US 11,654,915 B2
Method of generating vehicle control data, vehicle control device, and vehicle control system
Yohsuke Hashimoto, Nagakute (JP); Akihiro Katayama, Toyota (JP); Yuta Oshiro, Nagoya (JP); Kazuki Sugie, Toyota (JP); and Naoya Oka, Nagakute (JP)
Assigned to TOYOTA JIDOSHA KABUSHIKI KAISHA, Toyota (JP)
Filed by TOYOTA JIDOSHA KABUSHIKI KAISHA, Toyota (JP)
Filed on Oct. 8, 2020, as Appl. No. 16/948,973.
Claims priority of application No. JP2019-191093 (JP), filed on Oct. 18, 2019.
Prior Publication US 2021/0114596 A1, Apr. 22, 2021
Int. Cl. B60W 30/182 (2020.01); B60W 10/06 (2006.01); G06F 18/21 (2023.01)

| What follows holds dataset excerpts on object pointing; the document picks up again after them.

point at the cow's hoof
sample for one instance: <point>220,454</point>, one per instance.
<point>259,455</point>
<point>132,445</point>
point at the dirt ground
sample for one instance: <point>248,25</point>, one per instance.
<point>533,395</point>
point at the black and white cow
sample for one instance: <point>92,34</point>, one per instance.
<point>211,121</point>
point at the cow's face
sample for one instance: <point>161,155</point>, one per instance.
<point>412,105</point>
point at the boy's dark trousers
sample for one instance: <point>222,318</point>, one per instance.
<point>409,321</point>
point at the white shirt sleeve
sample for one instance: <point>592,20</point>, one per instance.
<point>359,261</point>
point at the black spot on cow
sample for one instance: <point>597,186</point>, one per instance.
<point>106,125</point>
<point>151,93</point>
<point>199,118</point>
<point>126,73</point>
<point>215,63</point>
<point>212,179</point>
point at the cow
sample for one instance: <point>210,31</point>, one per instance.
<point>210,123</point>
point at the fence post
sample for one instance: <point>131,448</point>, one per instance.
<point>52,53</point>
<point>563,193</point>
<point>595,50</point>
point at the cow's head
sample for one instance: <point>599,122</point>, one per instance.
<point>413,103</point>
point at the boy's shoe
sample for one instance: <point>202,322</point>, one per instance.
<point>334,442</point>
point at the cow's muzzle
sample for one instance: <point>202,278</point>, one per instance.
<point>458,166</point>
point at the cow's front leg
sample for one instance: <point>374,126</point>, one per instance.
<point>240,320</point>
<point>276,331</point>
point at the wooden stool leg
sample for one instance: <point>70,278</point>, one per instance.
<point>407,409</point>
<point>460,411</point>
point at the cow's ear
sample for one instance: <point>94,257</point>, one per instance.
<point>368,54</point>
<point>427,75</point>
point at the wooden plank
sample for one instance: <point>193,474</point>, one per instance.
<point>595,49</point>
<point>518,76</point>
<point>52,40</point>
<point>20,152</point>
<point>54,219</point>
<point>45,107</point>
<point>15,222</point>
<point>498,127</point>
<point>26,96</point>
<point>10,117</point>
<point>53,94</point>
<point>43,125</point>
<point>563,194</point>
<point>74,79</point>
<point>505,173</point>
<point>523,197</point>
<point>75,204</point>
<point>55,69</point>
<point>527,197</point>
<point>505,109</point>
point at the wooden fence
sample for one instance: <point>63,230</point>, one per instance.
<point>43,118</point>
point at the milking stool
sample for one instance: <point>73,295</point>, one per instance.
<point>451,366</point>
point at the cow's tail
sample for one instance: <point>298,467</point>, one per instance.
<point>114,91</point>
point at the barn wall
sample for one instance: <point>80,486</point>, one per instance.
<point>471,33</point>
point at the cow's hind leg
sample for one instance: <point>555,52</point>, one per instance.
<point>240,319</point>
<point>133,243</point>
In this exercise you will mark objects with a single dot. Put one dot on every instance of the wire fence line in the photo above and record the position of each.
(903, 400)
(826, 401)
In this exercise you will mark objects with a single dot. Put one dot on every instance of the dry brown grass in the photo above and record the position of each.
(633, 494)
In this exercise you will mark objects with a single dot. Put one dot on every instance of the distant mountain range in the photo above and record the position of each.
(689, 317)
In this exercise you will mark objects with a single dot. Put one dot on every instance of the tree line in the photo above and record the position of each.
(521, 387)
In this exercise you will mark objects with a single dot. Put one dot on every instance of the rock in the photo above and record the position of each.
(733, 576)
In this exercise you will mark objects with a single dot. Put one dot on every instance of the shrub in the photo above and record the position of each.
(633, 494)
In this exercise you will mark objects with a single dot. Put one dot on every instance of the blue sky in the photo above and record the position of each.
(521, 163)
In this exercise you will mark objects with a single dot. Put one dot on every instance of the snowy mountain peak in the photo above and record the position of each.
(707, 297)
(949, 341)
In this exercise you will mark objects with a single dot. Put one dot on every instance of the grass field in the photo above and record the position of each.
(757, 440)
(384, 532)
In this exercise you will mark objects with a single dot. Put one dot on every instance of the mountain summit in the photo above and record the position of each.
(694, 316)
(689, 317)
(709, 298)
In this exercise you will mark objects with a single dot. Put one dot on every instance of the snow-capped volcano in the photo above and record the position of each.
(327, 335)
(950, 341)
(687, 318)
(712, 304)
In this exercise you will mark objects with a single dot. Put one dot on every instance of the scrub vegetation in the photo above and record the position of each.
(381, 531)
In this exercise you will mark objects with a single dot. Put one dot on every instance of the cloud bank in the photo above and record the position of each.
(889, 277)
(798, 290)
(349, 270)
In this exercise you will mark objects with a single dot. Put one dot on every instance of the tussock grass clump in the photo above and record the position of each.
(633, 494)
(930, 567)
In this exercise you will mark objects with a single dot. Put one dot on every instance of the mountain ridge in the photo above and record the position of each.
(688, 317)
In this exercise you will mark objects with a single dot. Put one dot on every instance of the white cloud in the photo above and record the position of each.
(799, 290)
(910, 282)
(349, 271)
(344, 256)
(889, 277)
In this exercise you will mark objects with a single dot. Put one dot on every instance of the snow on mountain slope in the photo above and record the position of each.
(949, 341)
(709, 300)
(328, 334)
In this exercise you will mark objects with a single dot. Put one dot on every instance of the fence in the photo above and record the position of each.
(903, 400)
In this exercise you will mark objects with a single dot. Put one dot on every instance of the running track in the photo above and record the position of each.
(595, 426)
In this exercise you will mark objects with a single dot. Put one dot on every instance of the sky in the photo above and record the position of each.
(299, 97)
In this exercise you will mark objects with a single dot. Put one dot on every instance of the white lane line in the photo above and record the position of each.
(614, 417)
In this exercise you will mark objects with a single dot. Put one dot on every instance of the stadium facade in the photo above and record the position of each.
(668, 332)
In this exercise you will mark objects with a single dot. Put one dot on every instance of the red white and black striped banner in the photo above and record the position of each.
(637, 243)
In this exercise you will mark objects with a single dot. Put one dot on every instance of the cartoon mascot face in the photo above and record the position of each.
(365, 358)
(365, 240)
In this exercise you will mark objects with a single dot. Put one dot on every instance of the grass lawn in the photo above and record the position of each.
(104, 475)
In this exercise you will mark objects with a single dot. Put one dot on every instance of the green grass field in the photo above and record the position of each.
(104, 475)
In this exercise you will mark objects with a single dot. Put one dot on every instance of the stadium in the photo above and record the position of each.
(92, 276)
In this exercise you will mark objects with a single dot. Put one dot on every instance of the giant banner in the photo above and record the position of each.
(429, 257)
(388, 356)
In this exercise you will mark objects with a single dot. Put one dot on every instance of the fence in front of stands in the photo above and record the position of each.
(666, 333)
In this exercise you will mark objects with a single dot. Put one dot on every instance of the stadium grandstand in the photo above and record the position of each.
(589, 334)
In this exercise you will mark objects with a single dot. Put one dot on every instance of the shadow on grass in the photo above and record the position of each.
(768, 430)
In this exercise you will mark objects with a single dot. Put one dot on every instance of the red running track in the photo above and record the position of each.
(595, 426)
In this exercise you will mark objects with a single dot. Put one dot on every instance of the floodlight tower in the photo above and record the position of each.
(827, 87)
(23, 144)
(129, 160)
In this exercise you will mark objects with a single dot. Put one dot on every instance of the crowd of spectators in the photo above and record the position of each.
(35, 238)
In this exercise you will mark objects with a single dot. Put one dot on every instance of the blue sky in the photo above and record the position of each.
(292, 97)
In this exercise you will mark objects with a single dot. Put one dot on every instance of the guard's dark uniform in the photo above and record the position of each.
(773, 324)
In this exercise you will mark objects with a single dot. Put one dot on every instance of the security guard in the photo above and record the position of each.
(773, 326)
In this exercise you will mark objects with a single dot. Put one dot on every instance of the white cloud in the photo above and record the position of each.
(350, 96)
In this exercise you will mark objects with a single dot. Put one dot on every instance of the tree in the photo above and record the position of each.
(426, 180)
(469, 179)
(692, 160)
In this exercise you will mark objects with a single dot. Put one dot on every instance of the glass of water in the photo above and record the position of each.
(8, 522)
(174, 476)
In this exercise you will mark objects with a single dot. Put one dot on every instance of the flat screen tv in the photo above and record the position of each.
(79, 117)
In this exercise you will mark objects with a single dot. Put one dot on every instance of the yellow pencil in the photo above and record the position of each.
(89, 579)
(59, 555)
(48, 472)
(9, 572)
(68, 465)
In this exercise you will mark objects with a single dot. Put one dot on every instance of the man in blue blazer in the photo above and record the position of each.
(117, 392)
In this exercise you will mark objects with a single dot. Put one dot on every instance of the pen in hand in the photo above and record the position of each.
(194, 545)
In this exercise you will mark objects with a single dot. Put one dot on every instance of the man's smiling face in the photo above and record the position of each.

CPC B60W 30/182 (2013.01) [B60W 10/06 (2013.01); G06F 18/217 (2023.01); B60W 2510/0604 (2013.01); B60W 2520/105 (2013.01)] 13 Claims
OG exemplary drawing
 
1. A method of generating vehicle control data that is applied to a vehicle configured to select one of a plurality of traveling control modes and is executed by a processor in a state in which relationship definition data defining a relationship between a state of the vehicle and an action variable as a variable relating to an operation of electronic equipment in the vehicle is stored in a memory, the method comprising:
operation processing for operating the electronic equipment;
acquisition processing for acquiring a detection value of a sensor configured to detect the state of the vehicle;
reward calculation processing for providing, based on the detection value acquired through the acquisition processing, a greater reward when a characteristic of the vehicle having correlation with the traveling control modes satisfies a criterion than when the characteristic of the vehicle does not satisfy the criterion; and
update processing for updating the relationship definition data with the state of the vehicle, a value of the action variable used for the operation of the electronic equipment, and the reward given according to the operation based on the detection value acquired through the acquisition processing as inputs to update mapping determined in advance, wherein:
the processor is configured to, based on the update mapping, output the relationship definition data updated to increase an expected return on the reward when the electronic equipment is operated in compliance with the relationship definition data;
the reward calculation processing includes processing for providing a reward such that the reward provided when the selected traveling control mode is a first traveling control mode is different from the reward provided when the selected traveling control mode is a second traveling control mode even though the characteristic of the vehicle satisfies the same criterion, the first traveling control mode being different from the second traveling control mode;
a change in accelerator operation amount is included in the state of the vehicle;
the reward calculation processing includes processing for providing a greater reward when a front-rear direction acceleration of the vehicle accompanied by the change in accelerator operation amount satisfies a criterion than when the acceleration does not satisfy the criterion, and providing different rewards between the first traveling control mode and the second traveling control mode among the traveling control modes even though the acceleration satisfies the same criterion;
the vehicle includes an internal combustion engine as a thrust generation device of the vehicle;
a throttle valve of the internal combustion engine is included in the electronic equipment; and
a variable relating to an opening degree of the throttle valve is included in the action variable.